Com a revisão, esse alcance será ainda maior. A proposta substitui o conceito de “sociedade empresária de pequeno porte” pela definição mais ampla de “emissor”, criando quatro categorias elegíveis para realizar ofertas:
- Sociedades empresárias não registradas na CVM, agora sem o teto de receita bruta de R$ 40 milhões;
- Companhias securitizadoras registradas na CVM, que ganham segurança jurídica e terão 120 dias para solicitar registro formal;
- Produtores rurais pessoas naturais, desde que escriturem o Livro Caixa, podendo emitir CPR-F;
- Cooperativas agropecuárias, autorizadas a emitir CPR-F, CDCA e Notas Comerciais.
Além disso, os novos limites de captação aumentam substancialmente o potencial do mercado: até R$ 25 milhões para sociedades empresárias e cooperativas, R$ 50 milhões para securitizadoras (por patrimônio separado) e R$ 2,5 milhões por safra para produtores rurais.
Do lado dos investidores, a revisão também traz simplificação. O limite de investimento de R$ 20 mil passa a ser calculado por plataforma, facilitando o controle. E valores recebidos em resgates ou liquidações podem ser reinvestidos no mesmo ano sem afetar o limite anual, incentivando a liquidez.
Como ressalta Nilson, “a 88 não concorre com a 160, porque o público-alvo é diferente. Ela foi criada para pulverizar, para democratizar, e isso vale tanto para o investidor como para o tomador do recurso. Possibilita, por exemplo, que a padaria do bairro consiga acessar o mercado de capitais.”
Como a revisão pode tornar o ambiente mais confiável e atrativo
Ao propor uma reforma estrutural, a CVM busca elevar o nível de governança, segurança e acessibilidade das captações via CVM 88 no Brasil.
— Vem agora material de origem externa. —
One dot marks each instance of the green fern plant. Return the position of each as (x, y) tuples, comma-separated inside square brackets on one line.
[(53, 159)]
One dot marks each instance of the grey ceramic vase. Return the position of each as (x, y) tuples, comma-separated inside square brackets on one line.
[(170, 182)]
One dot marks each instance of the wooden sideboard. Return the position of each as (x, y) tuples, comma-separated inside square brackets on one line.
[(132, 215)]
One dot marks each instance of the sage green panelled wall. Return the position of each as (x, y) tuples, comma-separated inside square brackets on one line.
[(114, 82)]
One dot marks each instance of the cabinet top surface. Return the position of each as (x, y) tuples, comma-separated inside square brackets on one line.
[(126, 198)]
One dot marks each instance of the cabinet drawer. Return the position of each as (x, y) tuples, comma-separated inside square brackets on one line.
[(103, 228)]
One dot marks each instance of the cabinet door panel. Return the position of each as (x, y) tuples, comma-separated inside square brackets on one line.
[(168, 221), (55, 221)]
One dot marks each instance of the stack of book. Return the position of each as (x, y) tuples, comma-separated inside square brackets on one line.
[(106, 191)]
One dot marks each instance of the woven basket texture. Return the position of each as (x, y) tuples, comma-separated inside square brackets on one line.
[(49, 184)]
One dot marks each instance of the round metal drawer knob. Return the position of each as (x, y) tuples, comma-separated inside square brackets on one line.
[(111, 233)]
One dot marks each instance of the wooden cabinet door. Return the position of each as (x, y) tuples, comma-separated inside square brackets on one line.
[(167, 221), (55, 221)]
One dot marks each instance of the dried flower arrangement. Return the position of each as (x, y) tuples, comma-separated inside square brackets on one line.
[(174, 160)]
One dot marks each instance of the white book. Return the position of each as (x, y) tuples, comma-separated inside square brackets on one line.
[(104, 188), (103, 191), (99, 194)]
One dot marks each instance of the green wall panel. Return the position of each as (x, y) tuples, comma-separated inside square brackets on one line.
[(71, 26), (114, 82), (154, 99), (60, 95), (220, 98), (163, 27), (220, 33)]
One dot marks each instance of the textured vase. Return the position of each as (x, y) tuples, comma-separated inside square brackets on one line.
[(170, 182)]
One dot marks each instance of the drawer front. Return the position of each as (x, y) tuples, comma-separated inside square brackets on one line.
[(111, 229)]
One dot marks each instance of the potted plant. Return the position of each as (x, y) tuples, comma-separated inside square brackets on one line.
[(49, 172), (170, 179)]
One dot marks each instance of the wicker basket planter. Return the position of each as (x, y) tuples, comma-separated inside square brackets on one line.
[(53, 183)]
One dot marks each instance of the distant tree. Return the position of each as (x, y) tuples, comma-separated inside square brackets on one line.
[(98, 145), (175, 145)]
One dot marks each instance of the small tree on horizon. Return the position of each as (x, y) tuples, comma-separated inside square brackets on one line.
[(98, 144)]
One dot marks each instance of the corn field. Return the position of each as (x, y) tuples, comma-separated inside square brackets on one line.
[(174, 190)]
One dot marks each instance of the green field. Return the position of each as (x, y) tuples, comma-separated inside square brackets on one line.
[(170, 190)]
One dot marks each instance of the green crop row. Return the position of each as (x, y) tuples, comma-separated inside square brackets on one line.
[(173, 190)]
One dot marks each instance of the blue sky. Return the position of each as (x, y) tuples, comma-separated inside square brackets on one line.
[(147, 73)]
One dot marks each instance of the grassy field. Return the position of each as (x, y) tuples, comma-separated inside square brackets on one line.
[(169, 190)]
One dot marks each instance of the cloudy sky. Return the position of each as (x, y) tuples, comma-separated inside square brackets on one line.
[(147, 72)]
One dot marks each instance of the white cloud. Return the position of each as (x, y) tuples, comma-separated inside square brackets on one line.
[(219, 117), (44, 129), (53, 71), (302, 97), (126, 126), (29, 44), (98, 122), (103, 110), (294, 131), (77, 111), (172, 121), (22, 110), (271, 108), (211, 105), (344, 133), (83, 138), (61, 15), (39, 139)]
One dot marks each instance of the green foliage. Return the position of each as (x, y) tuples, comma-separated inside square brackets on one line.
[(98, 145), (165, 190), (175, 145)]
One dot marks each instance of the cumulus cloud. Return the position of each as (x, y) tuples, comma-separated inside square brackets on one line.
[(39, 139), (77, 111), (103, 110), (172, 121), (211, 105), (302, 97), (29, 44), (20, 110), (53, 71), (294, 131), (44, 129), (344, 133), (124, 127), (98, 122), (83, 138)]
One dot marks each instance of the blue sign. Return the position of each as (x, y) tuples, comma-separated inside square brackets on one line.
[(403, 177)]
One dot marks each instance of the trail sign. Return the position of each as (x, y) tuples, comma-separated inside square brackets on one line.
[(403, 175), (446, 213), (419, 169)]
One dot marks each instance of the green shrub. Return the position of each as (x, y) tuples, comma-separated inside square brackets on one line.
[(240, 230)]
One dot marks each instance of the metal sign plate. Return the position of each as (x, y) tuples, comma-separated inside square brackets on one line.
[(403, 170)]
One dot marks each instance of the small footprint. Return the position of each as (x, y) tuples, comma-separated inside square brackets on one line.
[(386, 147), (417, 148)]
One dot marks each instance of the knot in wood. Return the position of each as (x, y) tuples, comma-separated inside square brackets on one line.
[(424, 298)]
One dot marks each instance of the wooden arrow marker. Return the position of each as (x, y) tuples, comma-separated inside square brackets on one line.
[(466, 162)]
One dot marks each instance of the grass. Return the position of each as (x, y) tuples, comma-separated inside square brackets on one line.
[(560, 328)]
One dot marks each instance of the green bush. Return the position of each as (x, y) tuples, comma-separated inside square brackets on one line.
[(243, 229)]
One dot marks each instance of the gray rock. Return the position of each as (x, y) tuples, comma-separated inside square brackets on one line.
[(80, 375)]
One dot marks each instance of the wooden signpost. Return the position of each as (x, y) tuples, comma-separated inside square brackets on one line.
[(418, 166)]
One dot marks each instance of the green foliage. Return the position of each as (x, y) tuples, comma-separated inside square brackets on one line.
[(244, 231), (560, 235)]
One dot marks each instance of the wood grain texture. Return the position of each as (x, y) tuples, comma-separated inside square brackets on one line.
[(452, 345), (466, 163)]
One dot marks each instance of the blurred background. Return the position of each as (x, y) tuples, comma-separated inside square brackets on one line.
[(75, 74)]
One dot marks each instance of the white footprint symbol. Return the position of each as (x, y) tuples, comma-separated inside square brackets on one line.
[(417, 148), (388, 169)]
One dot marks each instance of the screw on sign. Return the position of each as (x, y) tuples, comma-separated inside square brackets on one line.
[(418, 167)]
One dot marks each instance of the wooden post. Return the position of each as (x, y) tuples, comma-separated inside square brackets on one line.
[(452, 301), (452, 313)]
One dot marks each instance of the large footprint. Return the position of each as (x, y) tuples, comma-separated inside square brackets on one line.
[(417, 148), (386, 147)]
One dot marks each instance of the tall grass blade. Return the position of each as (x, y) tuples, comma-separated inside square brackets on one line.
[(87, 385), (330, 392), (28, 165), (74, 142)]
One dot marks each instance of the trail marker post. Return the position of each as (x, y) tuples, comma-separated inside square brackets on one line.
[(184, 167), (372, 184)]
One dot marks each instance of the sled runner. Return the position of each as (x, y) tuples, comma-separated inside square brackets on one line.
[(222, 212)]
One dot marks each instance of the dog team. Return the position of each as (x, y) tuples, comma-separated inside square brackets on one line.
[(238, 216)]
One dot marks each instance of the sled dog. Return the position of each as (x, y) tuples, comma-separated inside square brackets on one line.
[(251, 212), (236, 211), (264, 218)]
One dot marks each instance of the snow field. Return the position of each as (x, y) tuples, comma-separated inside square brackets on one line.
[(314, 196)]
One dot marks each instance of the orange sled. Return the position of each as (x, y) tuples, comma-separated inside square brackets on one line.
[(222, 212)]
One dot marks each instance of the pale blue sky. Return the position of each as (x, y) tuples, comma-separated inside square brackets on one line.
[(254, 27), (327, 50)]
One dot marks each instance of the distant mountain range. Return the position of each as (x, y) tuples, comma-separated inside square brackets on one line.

A ampliação dos emissores elegíveis, combinada ao aumento dos tetos de captação e ao reconhecimento da tokenização como realidade de mercado, aponta para um ambiente mais sofisticado e inclusivo.
Essas mudanças tornam o ecossistema mais confiável para investidores institucionais e de varejo, assim como criam um mercado mais atrativo para startups, empresas de médio porte e para o agronegócio, que passa a ter um canal regulado de financiamento de safras e cadeias produtivas.
O amadurecimento do setor, somado ao interesse de novos players e ao aumento exponencial de operações, reforça que o crowdfunding deixou de ser apenas uma alternativa experimental para se tornar um verdadeiro braço do mercado de capitais brasileiro.
FAQ
O que é a Resolução CVM 88?
É a norma que regula as ofertas públicas de valores mobiliários por meio de plataformas eletrônicas de investimento participativo (equity crowdfunding). Foi editada em 2022, substituindo a Instrução CVM 588.
Por que a Resolução CVM 88 está sendo revisada?
A revisão foi proposta em setembro de 2025 para acompanhar o crescimento do mercado, incluir novos emissores (como securitizadoras, cooperativas e produtores rurais), ampliar limites de captação e adaptar a regulação ao uso de tecnologias como a tokenização.
A CVM 88 pode impactar a tokenização de ativos?
Sim. Embora a CVM adote uma postura neutra em relação às tecnologias, a revisão reconhece a importância da tokenização para o mercado, criando condições regulatórias que favorecem a liquidez, a rastreabilidade e a eficiência operacional dos valores mobiliários emitidos via crowdfunding.